Voici la porte de la maison du Seigneur et la porte royale du Ciel.
Elle t'ouvre le chemin de ce temple saint et son sanctuaire
où reposent, tu le verras bientôt, d'illustres Pères.
Puisses-tu par leurs prières posséder un éclatant espoir de salut.
Si tu le demandes d'un coeur pieux et le corps prosterné,
tu obtiendras, pécheur, du Christ le pardon de tes crimes.
Foule sans hésiter le seuil du temple saint,
la sainte grâce du Christ accorde tout au croyant.
Le pieux abbé-ministre avait fait ces portes du sanctuaire,
sur l'ordre d'Aton, vénérable abbé des frères.
Passant, toi qui entres dans ce temple, intercède pour lui
Afin que Dieu Tout-Puissant l'ait partout en sa garde.
Le premier vers rappelle la formule que l'on récite à l' introït de la messe de dédicace et qui est directement issu de la Genèse (XXVIII, 17) "Quam terribilis est, inquit, locus iste! Non est hic aliud nisi domus Dei et porta caeli".

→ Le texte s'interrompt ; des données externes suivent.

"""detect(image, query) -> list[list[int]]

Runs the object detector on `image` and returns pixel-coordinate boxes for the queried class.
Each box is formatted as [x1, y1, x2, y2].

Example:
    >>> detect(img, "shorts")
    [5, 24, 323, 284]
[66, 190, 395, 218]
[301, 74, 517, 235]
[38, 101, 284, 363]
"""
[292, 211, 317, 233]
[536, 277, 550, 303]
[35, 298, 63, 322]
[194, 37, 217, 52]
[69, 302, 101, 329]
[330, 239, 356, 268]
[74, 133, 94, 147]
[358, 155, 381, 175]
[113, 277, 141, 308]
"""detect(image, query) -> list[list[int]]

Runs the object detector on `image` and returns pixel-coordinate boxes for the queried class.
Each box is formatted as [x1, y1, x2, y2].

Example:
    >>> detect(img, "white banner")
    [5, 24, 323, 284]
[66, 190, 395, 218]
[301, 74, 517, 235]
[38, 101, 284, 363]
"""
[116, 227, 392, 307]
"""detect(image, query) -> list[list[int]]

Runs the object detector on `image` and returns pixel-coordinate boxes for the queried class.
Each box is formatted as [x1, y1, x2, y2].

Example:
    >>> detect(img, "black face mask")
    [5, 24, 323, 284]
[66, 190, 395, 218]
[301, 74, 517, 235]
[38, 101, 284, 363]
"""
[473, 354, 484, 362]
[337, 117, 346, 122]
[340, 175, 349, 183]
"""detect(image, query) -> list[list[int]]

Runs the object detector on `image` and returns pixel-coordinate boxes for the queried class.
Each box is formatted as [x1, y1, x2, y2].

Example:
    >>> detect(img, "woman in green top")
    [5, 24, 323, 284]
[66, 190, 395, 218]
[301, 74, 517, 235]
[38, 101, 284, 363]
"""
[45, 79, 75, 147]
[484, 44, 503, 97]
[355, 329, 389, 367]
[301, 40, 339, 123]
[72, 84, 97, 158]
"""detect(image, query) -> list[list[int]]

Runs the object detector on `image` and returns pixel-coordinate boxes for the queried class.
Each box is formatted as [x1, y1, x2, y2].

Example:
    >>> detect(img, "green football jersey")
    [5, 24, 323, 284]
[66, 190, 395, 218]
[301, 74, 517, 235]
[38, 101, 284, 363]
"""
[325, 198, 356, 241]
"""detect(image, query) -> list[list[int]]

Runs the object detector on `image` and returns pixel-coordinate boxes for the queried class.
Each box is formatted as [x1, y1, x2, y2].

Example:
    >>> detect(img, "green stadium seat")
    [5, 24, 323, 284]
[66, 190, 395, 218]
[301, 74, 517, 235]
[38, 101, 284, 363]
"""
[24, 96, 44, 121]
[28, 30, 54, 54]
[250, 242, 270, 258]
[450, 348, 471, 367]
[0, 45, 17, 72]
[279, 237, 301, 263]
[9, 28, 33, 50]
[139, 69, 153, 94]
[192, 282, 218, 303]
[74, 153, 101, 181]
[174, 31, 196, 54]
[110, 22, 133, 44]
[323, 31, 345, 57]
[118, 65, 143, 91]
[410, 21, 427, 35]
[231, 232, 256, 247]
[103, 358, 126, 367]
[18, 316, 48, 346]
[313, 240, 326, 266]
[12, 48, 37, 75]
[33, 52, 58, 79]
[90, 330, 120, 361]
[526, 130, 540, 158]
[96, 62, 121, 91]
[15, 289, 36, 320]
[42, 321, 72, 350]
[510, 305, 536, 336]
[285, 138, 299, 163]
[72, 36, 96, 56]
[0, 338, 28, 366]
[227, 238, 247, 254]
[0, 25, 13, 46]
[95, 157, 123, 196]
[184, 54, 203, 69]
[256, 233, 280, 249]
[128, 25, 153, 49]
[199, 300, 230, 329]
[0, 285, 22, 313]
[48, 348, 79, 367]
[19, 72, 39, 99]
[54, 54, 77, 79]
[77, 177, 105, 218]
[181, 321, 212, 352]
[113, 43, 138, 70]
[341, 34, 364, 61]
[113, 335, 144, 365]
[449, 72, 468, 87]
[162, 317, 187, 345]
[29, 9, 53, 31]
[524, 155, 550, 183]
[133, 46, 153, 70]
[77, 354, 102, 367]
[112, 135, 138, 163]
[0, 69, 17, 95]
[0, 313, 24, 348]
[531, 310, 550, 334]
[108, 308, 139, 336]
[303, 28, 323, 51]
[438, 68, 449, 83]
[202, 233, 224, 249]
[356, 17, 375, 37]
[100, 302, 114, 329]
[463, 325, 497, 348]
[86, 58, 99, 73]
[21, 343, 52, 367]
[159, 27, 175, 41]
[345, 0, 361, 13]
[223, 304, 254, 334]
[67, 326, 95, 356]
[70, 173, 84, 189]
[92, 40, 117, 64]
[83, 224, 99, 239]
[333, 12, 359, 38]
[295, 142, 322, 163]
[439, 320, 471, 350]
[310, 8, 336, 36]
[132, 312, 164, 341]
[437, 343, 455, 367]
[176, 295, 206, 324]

L'avant-dernier vers interpelle le fidèle, voyageur ou pèlerin se rendant au sanctuaire pour demander des prières. Ce genre de formule se retrouvera sous des formes analogues tout au long de cette étude et tendrait à montrer, dans le cas présent, que cette épigramme fut effectivement gravée.
L'abbe Aton est cité à plusieurs reprises par Alcuin. Successeur d'Aper vers 794, parent de Louis le Pieux, il signe comme témoin la charte de fondation de l'abbaye de Nouaillé, le 3 août 794, ainsi que, pour ce même monastère, l'acte de mars 799[*].
Cette même année il occupe le siège épiscopal de Saintes. Ce fut peut-être à cette époque qu'Alcuin composa son poème. En effet, le dernier vers s'expliquerait mal si Aton était décédé, mais pourrait fort bien se comprendre si ce prélat avait quitté la ville. Un autre argument concourt à étayer l'hypothèse. La présence d'un personnage portant le titre de abba-minister laisse supposer que l'abbé Aton, appelé à d'autres fonctions, aurait, tout en conservant sa charge abbatiale, désigné un religieux pour administrer en son nom l'abbaye. Largeault suggère que ce religieux serait Bodosindus qui souscrit le premier après Aton dans la charte de 799, avec le titre de custos sepulchri sancti Hilarii[*].